² "Who is Tony Bourdain?" It all reminds me of the anteinternet meme (AIM) of "Who is Ricardo Montalbán?" Ricardo Montalbán had a long and storied career as a character actor who rose to fame as the man in Tom Wolfe's suit ("Mr. Rourke" and "De Plane"), Khan ("Khaaaaaaan!!!!!!!"), and for extolling "rich Corinthian leather". He may be responsible for making famous "the five stages of the actor" (originally coined by Jack Elam to describe the course of his own career):
Who is Ricardo Montalbán?
Get me Ricardo Montalbán.
Get me a Ricardo Montalbán type.
Get me a young Ricardo Montalbán.
Who is Ricardo Montalbán?
³ What's the barbecue difference between Kansas City vs. Texas (Central vs. East) or for that matter vs. St. Louis vs. Memphis vs. Carolina (East vs. South vs. Lexington) vs. Alabama vs. Kentucky. It all has something to do with beef vs. pork vs. mutton, vinegar vs. tomato vs. mustard vs. mayonnaise vs. Worcestershire, whole hog vs. shoulder vs. other parts, spicey vs. sweet, grilled vs. slow-cooked with additional terms like bark, burnt ends, and smoke ring, thrown in for good measure. Who knew it could be so complicated?

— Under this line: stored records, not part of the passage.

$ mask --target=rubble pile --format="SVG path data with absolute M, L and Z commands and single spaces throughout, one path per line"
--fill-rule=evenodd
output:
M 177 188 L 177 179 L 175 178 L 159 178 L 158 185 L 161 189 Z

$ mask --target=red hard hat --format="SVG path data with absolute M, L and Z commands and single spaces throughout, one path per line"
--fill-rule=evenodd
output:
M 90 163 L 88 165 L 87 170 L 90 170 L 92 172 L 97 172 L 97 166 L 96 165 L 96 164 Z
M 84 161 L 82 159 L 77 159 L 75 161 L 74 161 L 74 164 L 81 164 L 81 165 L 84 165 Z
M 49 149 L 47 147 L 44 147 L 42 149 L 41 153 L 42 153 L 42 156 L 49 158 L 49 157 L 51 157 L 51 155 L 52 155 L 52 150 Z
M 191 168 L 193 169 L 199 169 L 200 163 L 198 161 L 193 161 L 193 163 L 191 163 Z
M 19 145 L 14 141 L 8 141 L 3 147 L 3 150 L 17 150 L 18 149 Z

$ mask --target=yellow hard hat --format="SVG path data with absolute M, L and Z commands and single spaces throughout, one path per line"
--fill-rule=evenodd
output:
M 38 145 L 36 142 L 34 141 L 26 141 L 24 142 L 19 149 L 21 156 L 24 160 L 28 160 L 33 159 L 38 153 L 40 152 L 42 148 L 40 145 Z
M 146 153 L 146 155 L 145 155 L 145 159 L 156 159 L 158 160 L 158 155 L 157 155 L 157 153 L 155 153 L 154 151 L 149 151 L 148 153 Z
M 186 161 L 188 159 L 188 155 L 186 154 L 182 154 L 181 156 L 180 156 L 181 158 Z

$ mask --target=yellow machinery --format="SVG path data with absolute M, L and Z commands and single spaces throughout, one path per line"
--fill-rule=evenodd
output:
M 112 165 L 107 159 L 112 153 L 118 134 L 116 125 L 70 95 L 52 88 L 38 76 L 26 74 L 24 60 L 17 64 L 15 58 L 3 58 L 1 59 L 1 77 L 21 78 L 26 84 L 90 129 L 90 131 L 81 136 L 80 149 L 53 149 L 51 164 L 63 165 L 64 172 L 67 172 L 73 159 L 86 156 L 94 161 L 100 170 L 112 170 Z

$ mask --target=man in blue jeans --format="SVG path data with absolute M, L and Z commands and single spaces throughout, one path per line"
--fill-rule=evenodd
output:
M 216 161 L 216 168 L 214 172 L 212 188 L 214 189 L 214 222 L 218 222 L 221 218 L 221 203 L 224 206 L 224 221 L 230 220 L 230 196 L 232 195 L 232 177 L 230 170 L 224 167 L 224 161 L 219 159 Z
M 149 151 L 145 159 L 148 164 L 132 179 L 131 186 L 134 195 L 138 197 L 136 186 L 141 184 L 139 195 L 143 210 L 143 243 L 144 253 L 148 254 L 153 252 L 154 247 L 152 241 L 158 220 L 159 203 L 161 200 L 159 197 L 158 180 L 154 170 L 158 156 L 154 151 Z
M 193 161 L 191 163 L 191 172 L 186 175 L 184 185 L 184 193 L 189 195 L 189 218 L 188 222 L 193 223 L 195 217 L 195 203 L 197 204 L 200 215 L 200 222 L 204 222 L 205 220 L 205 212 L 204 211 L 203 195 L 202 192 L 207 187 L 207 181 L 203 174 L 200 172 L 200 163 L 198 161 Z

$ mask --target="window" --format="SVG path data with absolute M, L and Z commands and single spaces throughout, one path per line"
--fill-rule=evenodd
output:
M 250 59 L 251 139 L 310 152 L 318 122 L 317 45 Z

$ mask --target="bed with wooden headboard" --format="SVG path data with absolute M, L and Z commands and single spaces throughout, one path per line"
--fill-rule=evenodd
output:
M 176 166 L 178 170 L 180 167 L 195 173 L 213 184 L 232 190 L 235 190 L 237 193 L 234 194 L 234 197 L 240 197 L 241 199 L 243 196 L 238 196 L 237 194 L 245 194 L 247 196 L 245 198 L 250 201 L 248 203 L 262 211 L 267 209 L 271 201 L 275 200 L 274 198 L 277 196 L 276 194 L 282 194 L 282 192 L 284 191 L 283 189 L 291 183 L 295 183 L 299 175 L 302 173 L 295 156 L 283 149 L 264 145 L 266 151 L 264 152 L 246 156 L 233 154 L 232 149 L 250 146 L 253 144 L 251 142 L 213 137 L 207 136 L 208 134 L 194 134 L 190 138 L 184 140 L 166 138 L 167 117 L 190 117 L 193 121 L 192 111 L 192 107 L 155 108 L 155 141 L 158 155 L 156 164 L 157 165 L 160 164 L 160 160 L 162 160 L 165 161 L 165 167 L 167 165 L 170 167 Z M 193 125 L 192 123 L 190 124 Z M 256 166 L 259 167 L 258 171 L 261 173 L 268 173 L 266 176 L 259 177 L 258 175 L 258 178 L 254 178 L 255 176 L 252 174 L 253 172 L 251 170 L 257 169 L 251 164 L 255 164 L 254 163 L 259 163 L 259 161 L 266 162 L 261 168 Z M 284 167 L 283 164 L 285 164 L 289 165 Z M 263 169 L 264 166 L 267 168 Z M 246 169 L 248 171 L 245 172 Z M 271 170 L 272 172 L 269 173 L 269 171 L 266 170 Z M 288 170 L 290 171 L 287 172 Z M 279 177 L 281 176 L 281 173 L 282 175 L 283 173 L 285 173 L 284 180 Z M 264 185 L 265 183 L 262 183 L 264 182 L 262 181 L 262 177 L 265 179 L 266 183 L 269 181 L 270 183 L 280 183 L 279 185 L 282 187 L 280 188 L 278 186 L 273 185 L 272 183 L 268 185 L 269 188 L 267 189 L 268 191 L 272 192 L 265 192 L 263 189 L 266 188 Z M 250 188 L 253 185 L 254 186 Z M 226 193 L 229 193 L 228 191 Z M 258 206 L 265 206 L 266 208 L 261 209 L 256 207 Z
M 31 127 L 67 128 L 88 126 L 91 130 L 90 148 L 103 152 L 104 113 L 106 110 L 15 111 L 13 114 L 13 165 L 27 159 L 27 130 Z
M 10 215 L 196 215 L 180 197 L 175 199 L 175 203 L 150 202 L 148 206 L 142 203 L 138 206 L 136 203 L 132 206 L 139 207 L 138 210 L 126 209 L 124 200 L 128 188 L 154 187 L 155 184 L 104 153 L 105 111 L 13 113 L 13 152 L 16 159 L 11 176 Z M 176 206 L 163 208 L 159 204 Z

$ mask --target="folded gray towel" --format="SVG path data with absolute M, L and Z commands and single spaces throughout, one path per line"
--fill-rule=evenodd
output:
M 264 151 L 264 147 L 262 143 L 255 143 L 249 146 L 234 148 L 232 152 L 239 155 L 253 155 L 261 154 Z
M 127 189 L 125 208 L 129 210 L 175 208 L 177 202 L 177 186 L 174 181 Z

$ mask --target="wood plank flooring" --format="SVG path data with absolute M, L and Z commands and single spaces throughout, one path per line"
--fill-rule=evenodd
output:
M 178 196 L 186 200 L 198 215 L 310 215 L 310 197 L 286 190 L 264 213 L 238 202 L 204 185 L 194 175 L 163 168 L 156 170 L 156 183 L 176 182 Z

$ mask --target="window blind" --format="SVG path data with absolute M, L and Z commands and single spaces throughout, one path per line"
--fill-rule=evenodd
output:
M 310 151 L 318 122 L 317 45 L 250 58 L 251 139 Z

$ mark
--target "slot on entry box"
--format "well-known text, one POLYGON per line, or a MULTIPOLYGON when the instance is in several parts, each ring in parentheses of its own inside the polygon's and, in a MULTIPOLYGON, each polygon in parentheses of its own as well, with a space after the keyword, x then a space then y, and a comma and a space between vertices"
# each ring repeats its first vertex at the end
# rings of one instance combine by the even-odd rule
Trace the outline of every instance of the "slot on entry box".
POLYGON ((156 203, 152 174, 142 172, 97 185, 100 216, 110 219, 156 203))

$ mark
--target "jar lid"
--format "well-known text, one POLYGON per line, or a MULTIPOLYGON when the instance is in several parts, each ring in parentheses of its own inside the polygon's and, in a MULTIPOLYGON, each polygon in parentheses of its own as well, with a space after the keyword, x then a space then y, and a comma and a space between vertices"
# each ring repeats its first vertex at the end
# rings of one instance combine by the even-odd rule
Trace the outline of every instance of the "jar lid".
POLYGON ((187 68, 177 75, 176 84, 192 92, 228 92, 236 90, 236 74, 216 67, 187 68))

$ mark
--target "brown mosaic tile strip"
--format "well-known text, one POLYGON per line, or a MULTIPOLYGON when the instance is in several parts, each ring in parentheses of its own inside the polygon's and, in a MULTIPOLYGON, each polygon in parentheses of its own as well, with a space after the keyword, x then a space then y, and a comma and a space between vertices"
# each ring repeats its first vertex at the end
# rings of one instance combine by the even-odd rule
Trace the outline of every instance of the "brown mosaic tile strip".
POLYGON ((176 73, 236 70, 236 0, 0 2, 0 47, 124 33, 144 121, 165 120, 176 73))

⁴ Did reading the word oriental make you gasp?! Well despite what I've been led to believe the term is actually more offensive to non-Orientals than to Orientals. It appears that the term is used by many older Asians and the proprietors of hundreds if not thousands of restaurants, hotels, shops, and organizations with Oriental in their name. Why has the term become "persona non grata"? I think Margret Cho is on to something when she said “White people like to tell Asians how to feel about race because they’re too scared to tell black people.”